Pire que l’épidémie de gastro, voici venue la fièvre acheteuse. Chaque année, la même rengaine : frappant ses victimes par millions à grands renforts de 60, 70 puis même 80%, les soldes font chauffer la carte bleue jusqu’à décimer la moindre trace de bon sens qui viendrait prévenir un achat inutile. Plus, plus toujours plus ! "Limitless", en un mot. Cédant volontiers à la pression consumériste et à l’euphorie de la promo, des millions de Français partent en croisade pour quérir le Graal dont ils se sont pourtant passés pendant tant d’années. D’optionnel, il leur est devenu indispensable, quitte à se taper la cohue dès l’entrée de la boutique et même poser leur dernier jour de congé, histoire d’être le premier dans les starting blocks.

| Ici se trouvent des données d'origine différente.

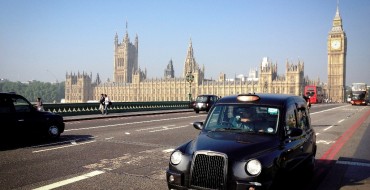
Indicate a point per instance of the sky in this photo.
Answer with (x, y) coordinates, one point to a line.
(45, 39)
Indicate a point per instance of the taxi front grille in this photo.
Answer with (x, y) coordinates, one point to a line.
(209, 170)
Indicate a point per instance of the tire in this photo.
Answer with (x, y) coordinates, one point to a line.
(53, 132)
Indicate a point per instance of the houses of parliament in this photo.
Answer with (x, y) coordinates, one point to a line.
(130, 82)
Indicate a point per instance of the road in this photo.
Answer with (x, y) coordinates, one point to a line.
(133, 152)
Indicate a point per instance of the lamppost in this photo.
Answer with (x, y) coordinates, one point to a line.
(189, 79)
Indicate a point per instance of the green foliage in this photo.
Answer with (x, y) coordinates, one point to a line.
(48, 92)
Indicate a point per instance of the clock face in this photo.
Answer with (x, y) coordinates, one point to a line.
(335, 44)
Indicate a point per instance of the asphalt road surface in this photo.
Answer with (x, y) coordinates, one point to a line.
(133, 152)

On ne plaisante pas avec le rabais, surtout en période de crise. Un vrai bal populaire.
Force du marketing créateur de besoins, même les plus réticents finissent par se plier à la tyrannie d’une consommation frénétique. Non pas pour activer le circuit de la récompense, plutôt de peur de se sentir "hors-jeu". Si personne ne souhaite passer à côté d’un bon plan, le danger de l’achat compulsif n’est jamais bien loin une fois mêlé à l’hystérie collective. Je suis donc j’achète, sur un coup de tête et parfois même par principe, pour que la voisine ne devienne pas l’heureuse héritière du dernier modèle. Mécaniquement, sans même prendre la peine de penser.
Entre compétition malsaine, folie dépensière et inutile, les soldes révèlent au grand jour les pires frasques de l’humanité, à coups de cadis bondés aux frontières de la boulimie. Économiser en dépensant : en voilà un beau paradoxe. S’il n’y a rien de honteux à vouloir profiter d’une belle promotion, encore faut-il le faire intelligemment pour ne pas retrouver sa propre matière grise au rabais. Prêt à porter, prêt à jeter.